Yes. As mentioned previously, the authors conducted a pretest with all
participants to assess baseline knowledge and behavior. Since the same scales
were used in the long-term follow-up survey, the measures can appropriately
be compared to assess differences from the intervention.
Do the Authors Satisfactorily Address the Alternative Hypotheses That
Might Explain the Observed Effect?
The authors describe a positive long-term effect of the RAPP intervention
(compared with the control group) in knowledge, self-efficacy, behavior intention,
and self-reported behaviors.
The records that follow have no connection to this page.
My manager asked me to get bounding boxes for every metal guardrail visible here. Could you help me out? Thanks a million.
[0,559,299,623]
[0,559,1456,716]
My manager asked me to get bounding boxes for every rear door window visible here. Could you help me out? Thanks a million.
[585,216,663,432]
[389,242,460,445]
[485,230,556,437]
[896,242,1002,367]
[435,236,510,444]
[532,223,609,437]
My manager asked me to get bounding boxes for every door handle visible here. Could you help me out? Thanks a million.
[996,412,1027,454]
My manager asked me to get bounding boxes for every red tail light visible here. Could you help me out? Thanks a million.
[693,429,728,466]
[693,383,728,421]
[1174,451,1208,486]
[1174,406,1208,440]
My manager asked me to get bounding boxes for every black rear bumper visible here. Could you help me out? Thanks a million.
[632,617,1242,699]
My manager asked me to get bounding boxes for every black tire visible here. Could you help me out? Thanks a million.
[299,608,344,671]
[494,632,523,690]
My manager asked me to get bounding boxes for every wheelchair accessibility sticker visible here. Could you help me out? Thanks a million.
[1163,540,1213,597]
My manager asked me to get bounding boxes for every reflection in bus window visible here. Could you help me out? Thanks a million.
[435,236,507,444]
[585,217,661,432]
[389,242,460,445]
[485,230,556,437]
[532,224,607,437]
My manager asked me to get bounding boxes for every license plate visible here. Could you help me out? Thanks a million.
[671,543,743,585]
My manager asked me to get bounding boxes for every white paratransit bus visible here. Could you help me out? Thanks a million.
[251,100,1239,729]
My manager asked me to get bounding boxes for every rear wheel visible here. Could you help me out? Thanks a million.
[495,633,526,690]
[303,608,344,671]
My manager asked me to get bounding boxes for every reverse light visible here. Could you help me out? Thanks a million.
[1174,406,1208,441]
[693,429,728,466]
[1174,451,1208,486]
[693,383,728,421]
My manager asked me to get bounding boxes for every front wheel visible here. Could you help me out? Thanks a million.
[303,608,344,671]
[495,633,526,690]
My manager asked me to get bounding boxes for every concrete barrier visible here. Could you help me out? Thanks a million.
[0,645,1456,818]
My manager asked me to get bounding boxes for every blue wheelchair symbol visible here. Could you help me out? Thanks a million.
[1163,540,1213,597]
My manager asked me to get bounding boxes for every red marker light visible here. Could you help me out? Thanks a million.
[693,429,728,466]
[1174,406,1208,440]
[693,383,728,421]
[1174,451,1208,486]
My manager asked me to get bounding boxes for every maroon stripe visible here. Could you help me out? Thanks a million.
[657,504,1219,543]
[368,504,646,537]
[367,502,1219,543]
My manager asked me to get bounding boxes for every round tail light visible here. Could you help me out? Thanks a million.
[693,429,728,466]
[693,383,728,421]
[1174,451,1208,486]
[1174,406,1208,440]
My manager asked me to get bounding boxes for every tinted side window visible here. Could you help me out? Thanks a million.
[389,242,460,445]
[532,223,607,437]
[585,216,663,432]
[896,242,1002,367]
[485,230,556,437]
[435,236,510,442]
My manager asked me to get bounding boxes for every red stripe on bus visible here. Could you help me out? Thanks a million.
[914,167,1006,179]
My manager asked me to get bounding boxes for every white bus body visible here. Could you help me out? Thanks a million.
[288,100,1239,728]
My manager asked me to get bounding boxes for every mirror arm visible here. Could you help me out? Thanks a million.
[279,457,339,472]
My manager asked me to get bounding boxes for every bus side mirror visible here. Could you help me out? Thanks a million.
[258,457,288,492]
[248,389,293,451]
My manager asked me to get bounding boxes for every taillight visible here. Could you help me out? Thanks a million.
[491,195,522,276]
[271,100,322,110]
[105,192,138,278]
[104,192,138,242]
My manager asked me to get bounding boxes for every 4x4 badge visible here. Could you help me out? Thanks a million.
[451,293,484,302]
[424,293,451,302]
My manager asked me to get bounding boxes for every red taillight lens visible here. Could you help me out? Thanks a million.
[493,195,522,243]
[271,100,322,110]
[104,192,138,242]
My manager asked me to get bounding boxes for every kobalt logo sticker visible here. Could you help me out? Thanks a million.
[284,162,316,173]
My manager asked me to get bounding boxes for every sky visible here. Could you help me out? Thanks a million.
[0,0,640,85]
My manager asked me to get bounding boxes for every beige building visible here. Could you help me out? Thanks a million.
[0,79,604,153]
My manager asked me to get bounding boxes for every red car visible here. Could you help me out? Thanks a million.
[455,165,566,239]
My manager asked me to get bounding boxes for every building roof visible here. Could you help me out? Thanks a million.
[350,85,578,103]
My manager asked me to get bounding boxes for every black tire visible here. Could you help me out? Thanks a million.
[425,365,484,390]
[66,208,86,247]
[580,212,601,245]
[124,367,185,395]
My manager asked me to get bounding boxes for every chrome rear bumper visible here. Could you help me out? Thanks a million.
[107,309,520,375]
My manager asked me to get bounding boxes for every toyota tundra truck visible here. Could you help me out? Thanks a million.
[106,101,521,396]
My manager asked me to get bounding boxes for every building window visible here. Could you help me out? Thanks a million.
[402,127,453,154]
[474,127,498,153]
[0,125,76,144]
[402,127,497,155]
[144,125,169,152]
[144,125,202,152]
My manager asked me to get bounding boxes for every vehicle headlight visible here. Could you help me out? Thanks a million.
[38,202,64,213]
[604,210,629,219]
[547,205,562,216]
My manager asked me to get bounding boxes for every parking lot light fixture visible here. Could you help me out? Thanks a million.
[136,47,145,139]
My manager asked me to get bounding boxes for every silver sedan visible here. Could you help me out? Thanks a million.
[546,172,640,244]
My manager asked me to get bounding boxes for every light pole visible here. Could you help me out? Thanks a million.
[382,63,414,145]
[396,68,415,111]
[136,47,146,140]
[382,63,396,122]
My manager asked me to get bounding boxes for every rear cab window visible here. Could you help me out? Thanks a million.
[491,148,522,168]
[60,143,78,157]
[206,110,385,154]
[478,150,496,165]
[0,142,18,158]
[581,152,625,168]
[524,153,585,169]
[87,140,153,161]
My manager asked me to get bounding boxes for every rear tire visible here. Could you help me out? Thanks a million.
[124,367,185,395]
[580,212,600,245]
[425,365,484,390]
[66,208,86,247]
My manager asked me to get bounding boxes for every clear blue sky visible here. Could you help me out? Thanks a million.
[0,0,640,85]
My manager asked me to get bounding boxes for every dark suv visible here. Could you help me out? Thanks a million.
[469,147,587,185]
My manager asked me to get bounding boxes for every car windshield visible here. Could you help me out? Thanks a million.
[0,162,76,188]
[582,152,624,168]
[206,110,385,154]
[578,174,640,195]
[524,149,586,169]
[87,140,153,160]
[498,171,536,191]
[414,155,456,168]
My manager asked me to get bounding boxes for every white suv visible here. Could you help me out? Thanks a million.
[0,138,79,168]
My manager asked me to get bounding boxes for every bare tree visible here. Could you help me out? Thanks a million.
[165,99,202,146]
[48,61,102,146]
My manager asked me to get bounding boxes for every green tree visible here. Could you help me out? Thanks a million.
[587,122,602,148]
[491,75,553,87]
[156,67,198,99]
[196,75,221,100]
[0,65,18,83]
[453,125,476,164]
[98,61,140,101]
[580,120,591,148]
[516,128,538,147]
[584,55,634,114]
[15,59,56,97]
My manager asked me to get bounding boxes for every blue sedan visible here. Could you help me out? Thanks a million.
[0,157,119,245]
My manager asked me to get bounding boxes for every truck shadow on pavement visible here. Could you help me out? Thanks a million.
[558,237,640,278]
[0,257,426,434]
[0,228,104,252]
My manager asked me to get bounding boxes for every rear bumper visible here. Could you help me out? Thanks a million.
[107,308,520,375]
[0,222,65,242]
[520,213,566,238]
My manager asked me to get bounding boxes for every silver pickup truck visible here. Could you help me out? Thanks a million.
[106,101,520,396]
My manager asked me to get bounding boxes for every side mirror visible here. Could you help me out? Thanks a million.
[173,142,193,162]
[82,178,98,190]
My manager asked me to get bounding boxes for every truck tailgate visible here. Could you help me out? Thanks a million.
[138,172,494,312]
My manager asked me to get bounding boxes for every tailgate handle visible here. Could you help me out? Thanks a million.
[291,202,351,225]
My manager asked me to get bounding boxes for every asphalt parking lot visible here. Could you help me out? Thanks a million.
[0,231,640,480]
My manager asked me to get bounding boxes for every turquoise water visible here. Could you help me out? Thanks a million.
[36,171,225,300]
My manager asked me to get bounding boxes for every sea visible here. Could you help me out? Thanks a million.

Although statistical significance was not achieved
in all of these areas, scores in the intervention groups were in the "safer"
direction. They found that the participant's pretest score and report of sexual
history to be major predictors of posttest scores. The authors do suggest
that the positive effects from the intervention could have been due to the
high attrition rates (most notable in the 12th graders). Those participants
who were lost to follow-up may have had no change, or possibly a worsening
in their outcome scores at long-term follow-up. Appropriately, the authors
examined the pretest data from these students and found them to be higher
sexual risk students than students who remained in the study.
OVERALL
Would You Recommend That the Editor Accept This Article for Publication?
Yes.
What Additional Information Would You Request From the Authors for
Revisions?
As mentioned previously, a major concern we have relates to the large
number of dropouts in this study. Attrition rates were 45% for HS students
and 28% for MS students. As noted, many of these students at pretest were
in the higher-risk sexual behavior group, and losing them may have made the
positive results of the study look more impressive. Clearly, those students
who were lost to follow-up represent a truly different group than those that
were maintained in the study. In fact these dropouts may contribute disproportionately
more to the problems of teen pregnancy and STDs than those students who remain
in school. A future challenge, therefore, would be the development of sexual
risk prevention interventions to specifically target these most at-risk youth.
CONCLUSION
The major conclusion of the study is that when implemented and evaluated
in a large MS and HS sample of urban youth, the RAPP intervention was most
helpful in improving safer sex knowledge, self-efficacy, behavior intention,
and self-reported behaviors in students who were not engaging in high-risk
behaviors prior to the intervention. The authors illustrate this point in
their final statement of the article, and we look forward to seeing the RAPP
intervention implemented and evaluated on a younger, sexually inexperienced
sample of students.
Our own conclusion from this article is that the investigators used
a thoroughly planned design, a difficult but successful implementation, and
a comprehensive and intensive evaluation. Although the generalizability of
quasi-experimental designs is always in question, in this case the statistical
analysis used is appropriate, the interpretation of results is clear and understandable,
and the overall findings are compelling and believable.
FURTHER READING
Behi R, Nolan M. Quasi-experimental research designs. Br J Nurs. 1996;5:1079-1081.
Cook TD, Campbell DT. Quasi-Experimentation: Design
and Analysis Issues for Field Settings. Boston, Mass: Houghton Mifflin;
1979.
Freemantle N, Wood J, Crawford F. Evidence into practice, experimentation
and quasi-experimentation: are the methods up to the task? J Epidemiol Community Health. 1998;52:75-81.
Morgan GA, Gliner JA, Harmon RJ. Quasi-experimental designs. J Am Acad Child Adolesc Psychiatry. 2000;39:794-796.